Consumi alti non significa poca efficienza
C’è poi un altro nodo, forse il più insidioso di tutti. Bisogna far capire alle persone la differenza tra consumo assoluto ed efficienza energetica, che sono due cose distinte e non sempre vanno nella stessa direzione. Un computer molto potente può assorbire più corrente di un modello base e allo stesso tempo ottenere una classe migliore, perché il rapporto tra prestazioni erogate ed energia consumata risulta più favorevole. Detto in modo diretto: fa più lavoro con la stessa elettricità.
Concetto logico per chi conosce la materia, tutt’altro che ovvio per chi entra in un negozio e guarda l’adesivo colorato sulla scatola. E il rischio è che un acquirente scarti un prodotto efficiente convinto che consumi troppo, o viceversa si convinca di fare un affare energetico comprando una macchina poco performante.

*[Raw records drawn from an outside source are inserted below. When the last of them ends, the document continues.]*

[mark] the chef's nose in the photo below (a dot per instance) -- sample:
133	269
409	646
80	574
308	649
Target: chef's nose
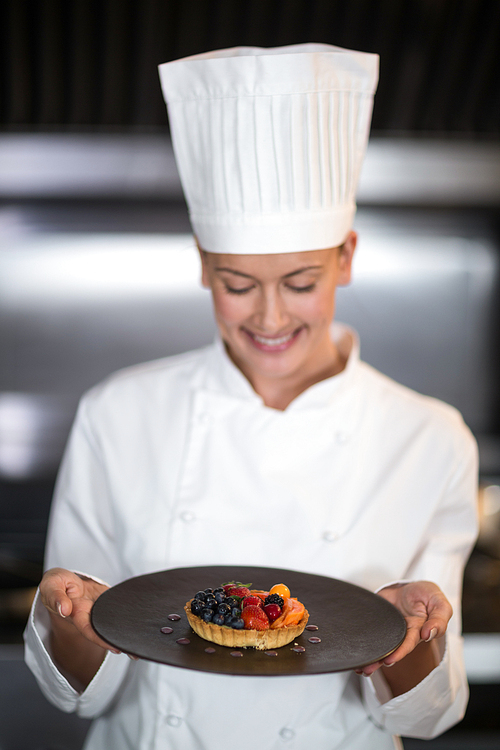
272	315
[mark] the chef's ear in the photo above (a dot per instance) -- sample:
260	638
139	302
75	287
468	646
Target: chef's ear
204	265
346	254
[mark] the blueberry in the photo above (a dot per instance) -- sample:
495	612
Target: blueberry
196	606
206	614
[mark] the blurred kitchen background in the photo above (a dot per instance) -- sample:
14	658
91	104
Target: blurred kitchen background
98	268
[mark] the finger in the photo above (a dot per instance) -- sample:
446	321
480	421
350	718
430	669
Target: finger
369	669
412	639
57	587
437	622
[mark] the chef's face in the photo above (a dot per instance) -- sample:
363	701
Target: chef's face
274	311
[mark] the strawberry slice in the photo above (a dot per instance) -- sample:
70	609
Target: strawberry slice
254	618
252	600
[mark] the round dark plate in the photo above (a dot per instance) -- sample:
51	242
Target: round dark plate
355	626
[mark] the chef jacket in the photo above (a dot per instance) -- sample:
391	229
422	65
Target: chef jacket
179	463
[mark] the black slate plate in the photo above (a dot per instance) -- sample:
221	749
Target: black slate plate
356	627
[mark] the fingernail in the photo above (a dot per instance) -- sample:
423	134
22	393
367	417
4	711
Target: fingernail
432	635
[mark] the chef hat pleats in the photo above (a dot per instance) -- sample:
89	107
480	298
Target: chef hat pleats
269	144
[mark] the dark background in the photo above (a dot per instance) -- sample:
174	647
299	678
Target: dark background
91	64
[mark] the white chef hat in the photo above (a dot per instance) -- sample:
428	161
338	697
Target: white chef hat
269	143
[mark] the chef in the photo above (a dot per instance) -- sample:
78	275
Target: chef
276	446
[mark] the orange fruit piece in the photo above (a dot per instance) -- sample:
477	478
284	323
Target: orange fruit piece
292	613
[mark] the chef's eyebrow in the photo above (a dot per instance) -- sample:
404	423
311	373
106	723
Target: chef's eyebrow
286	276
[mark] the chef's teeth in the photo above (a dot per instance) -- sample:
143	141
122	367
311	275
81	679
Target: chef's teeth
273	342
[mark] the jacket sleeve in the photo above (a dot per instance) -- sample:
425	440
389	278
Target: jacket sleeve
440	700
81	537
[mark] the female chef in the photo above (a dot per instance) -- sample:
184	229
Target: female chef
276	446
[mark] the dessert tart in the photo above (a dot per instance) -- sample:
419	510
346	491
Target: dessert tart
236	616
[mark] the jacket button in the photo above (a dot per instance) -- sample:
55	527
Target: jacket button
330	536
173	721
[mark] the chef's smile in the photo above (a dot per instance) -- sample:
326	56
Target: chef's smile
273	343
274	312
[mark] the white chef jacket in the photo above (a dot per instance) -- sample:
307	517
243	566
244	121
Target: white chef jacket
178	462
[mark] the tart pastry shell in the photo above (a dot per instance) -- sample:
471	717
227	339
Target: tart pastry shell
263	640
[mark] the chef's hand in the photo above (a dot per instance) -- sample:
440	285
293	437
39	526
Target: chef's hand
427	612
69	599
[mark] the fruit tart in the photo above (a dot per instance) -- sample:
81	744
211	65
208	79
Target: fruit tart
237	616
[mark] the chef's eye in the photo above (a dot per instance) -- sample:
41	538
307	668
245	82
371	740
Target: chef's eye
236	290
299	289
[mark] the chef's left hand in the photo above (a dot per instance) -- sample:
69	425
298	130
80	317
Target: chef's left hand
427	612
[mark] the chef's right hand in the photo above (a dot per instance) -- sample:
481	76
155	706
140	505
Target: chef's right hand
69	599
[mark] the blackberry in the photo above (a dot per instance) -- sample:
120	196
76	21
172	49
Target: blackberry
206	614
274	599
196	606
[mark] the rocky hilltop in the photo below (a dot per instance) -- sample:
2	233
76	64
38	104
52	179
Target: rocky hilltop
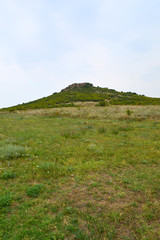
77	86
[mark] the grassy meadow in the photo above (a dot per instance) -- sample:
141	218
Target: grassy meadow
85	173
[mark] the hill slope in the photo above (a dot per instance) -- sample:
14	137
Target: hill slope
82	92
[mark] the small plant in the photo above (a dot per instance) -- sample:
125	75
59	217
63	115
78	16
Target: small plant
102	130
34	191
5	200
102	103
129	112
8	175
71	134
11	151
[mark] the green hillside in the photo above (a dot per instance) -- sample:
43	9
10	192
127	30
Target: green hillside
84	92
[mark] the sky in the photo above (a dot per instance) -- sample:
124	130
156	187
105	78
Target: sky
45	45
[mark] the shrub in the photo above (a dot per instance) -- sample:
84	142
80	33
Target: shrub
5	200
34	191
11	151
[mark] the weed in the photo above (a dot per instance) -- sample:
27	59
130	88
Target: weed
8	175
5	200
34	191
129	112
12	152
101	130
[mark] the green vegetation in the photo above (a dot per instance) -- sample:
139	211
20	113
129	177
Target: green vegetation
86	92
80	173
11	151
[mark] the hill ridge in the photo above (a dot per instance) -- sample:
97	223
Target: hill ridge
85	92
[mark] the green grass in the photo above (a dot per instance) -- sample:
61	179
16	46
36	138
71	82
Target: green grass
73	176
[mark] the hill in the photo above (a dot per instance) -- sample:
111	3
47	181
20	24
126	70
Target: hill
84	92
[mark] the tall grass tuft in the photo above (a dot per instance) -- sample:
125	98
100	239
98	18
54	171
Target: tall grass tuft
11	151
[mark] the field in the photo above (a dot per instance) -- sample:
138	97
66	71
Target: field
80	173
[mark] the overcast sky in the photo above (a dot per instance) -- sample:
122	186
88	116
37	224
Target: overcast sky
45	45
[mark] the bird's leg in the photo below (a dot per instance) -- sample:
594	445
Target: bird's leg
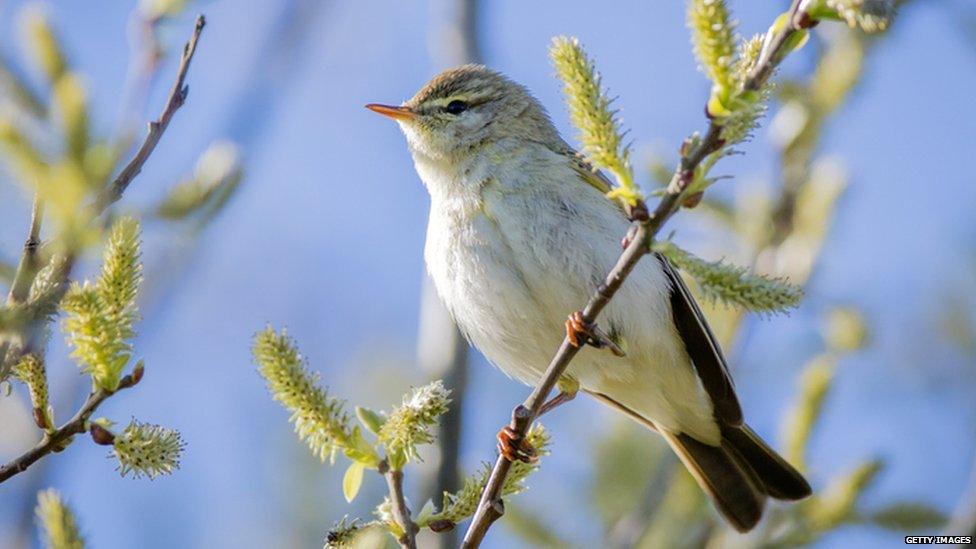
514	447
568	387
580	332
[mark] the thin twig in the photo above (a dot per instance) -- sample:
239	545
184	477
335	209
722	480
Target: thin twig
177	96
27	269
28	265
56	440
398	504
29	333
443	350
491	507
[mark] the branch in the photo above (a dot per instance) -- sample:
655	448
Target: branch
443	350
28	265
26	271
61	437
177	96
645	228
398	504
111	193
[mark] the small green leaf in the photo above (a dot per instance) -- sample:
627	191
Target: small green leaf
370	419
352	480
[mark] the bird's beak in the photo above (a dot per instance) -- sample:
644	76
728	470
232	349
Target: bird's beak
396	113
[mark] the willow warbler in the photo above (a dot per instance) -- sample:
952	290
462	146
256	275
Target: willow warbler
520	234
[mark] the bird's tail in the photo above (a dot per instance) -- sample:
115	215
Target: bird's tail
739	474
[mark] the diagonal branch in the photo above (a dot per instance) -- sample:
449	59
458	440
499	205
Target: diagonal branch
58	439
177	96
29	332
398	504
645	228
26	271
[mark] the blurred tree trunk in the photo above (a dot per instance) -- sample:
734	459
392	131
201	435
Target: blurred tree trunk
441	350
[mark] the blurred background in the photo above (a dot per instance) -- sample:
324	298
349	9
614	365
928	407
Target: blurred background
856	186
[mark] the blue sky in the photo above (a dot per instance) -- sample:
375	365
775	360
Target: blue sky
326	238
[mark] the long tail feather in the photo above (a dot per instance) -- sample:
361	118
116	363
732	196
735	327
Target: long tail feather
731	486
778	478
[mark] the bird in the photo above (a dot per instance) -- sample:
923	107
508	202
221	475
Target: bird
520	233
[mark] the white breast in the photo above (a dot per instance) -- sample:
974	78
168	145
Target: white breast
515	243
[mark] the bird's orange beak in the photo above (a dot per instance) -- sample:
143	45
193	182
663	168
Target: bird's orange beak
396	113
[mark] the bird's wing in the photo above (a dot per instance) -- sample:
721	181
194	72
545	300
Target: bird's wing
703	348
586	171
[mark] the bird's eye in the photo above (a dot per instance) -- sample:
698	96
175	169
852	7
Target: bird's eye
456	107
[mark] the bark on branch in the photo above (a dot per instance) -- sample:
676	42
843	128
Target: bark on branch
27	269
398	504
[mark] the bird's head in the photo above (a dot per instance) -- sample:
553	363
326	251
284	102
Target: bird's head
462	110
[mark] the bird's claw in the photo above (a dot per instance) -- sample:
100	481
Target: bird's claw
581	332
514	447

Come verranno misurati i consumi
Sul fronte delle misurazioni, invece, l’impianto sembra più solido. I produttori dovranno sottoporre i dispositivi a una serie di test standardizzati, con il consumo rilevato attraverso strumenti esterni collegati direttamente alla presa elettrica. Una scelta pensata per ottenere dati affidabili e soprattutto difficili da manipolare, evitando che siano le aziende stesse a dichiarare numeri autoprodotti senza controlli indipendenti.
Resta il fatto che l’Unione Europea si trova davanti a una sfida di comunicazione, più che tecnica. Le regole per misurare i consumi si possono scrivere, i banchi di prova si possono allestire, ma tradurre tutto questo in un’immagine che chiunque capisca al primo sguardo è un’altra faccenda. Lo studio serve esattamente a questo, capire dove il messaggio si perde prima di rendere l’etichetta energetica obbligatoria sui computer venduti nei negozi europei. Il percorso, insomma, prosegue con l’obiettivo dichiarato di far entrare notebook, desktop e all in one nella scala da A a G, la stessa che ormai accompagna qualsiasi acquisto tecnologico sul mercato continentale.